A wry, acerbic Tyne Daly is the play's emotional center (and indisputable highlight) as Katharine Gerard, the stubbornly intolerant mother to Andre, who died 20 years before the show begins. She arrives unannounced on the doorstep of her son's lover Cal (Frederick Weller), who cared for him until his death. Cal has a husband now, Will (Bobby Steggert), 15 years his junior, and a 6-year-old son Bud (Grayson Taylor).
Ensconced in a massive, tasteful apartment (designed by John Lee Beatty) with a sweeping view of Central Park, by all accounts the young family couldn't be happier. Cal is a successful money manger, Will is a stay-at-home writer-cum-full-time father, and Bud is so utterly self-possessed he could be a poster child for This Gay American Life.

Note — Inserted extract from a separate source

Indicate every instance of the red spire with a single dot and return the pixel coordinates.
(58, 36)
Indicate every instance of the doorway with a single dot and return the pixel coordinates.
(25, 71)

And so, of course, history comes knocking. Why Katharine stops by and what she wants remain something of a mystery throughout, but mostly it's to drum up ghosts and open old wounds. Hers, it seems, have never healed, and she quickly resents Cal for moving on and starting a family with Will.
Ms. Daly is top notch, her dry wit and razor sharp delivery bringing to mind another Katharine — Hepburn, just past her prime fighting years. Her ability to draw out our sympathy for a prickly, somewhat bigoted and often bitter woman is impressive, especially given her role as the play's antagonist in an argument for progress.
In all fairness to Katharine, that argument is mostly one-sided, as she becomes a sounding board with her stockings firmly planted on the wrong side of history. The evening's bullet points fly at her from two directions—from Cal, who saw many of his peers die from AIDS, and Will, who grew up with a Millennial's expectations of a gay life not much different from those of his straight peers.
Where Katharine's arsenal is full of biting, amusing one-liners, Cal and Will speak as though life were a sort of elite cocktail party where being pedantic is part of the dress code. While we're surely on board with most everything they say, it's hard to really get behind them (except maybe to slip away and find someone less self-serious to mingle with).
For those, like Katharine, with a ways to go in opening their minds, McNally provides worthwhile, critical instruction. Though the play's rallying cry for tolerance, and for respect to those we lost in our culture war's most gruesome era would be that much more moving and persuasive were its gay characters a bit more flesh and blood.